Question

Two blocks of masses in the ratio \( m:n \) are connected by a light inextensible string passing over a frictionless fixed pulley. If the system of the blocks is released from rest, then the acceleration of the centre of mass of the system of the blocks is (g = acceleration due to gravity)

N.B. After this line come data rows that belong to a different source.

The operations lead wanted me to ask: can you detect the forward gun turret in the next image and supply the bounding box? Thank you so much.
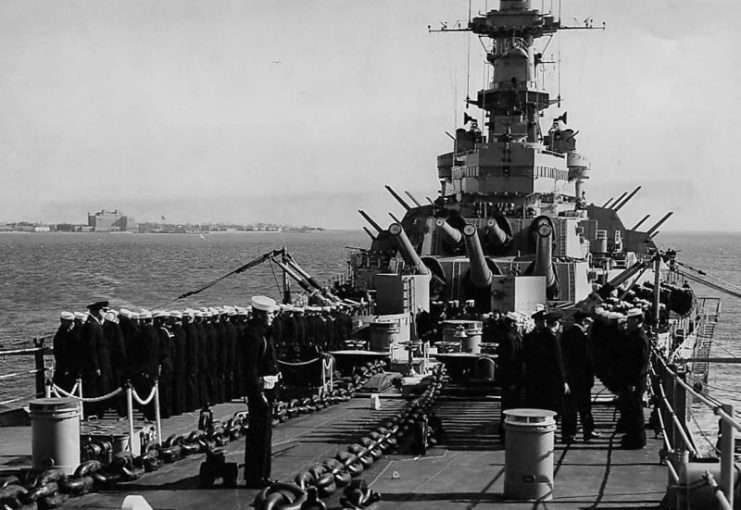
[435,218,463,244]
[463,225,492,289]
[486,218,512,246]
[388,223,431,276]
[528,216,558,299]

• A. \( \left(\frac{m+n}{m-n}\right)^2 g \)
• B. \( \left(\frac{m-n}{m+n}\right)^2 g \)
• C. \( \left(\frac{m+n}{m-n}\right) g \)
• D. \( \left(\frac{m-n}{m+n}\right) g \)

Hint:

Acceleration of block in Atwood machine: \( a = \frac{\Delta m}{\sum m} g \). Acceleration of Center of Mass: \( a_{cm} = \left( \frac{\Delta m}{\sum m} \right) a = \left( \frac{\Delta m}{\sum m} \right)^2 g \).

Answer 1

The Correct Option is B

Step 1: Understanding the Concept:

We have an Atwood machine with masses \( M_1 \) and \( M_2 \) where \( M_1/M_2 = m/n \). We need to find the acceleration of the center of mass \( a_{cm} \). The individual acceleration of the blocks is \( a \). \( a_{cm} = \frac{M_1 a_1 + M_2 a_2}{M_1 + M_2} \).
Step 2: Key Formula or Approach:

1. Acceleration of blocks: \( a = \frac{|M_1 - M_2|}{M_1 + M_2} g \). 2. Acceleration of Center of Mass: Since one moves up and one down, \( a_1 = a \) and \( a_2 = -a \) (or vice versa). \( a_{cm} = \frac{M_1(a) + M_2(-a)}{M_1 + M_2} = a \frac{M_1 - M_2}{M_1 + M_2} \).
Step 3: Detailed Explanation:

Let the masses be \( m \) and \( n \) (proportionality constants cancel out in ratios). Acceleration of the blocks magnitude: \[ a = \frac{m - n}{m + n} g \] (Assuming \( m \textgreater n \), direction is towards \( m \)). Vector acceleration of Center of Mass: \[ \vec{a}_{cm} = \frac{m \vec{a}_m + n \vec{a}_n}{m + n} \] If \( m \) moves down, \( \vec{a}_m = a \hat{j} \) (down). \( n \) moves up, \( \vec{a}_n = -a \hat{j} \) (up). Wait, let's set down as positive. \( \vec{a}_m = a \). \( \vec{a}_n = -a \). \[ a_{cm} = \frac{m(a) + n(-a)}{m + n} = a \frac{m - n}{m + n} \] Substitute \( a = \frac{m - n}{m + n} g \): \[ a_{cm} = \left( \frac{m - n}{m + n} g \right) \left( \frac{m - n}{m + n} \right) \] \[ a_{cm} = \left( \frac{m - n}{m + n} \right)^2 g \]
Step 4: Final Answer:

The acceleration of the centre of mass is \( \left(\frac{m-n}{m+n}\right)^2 g \).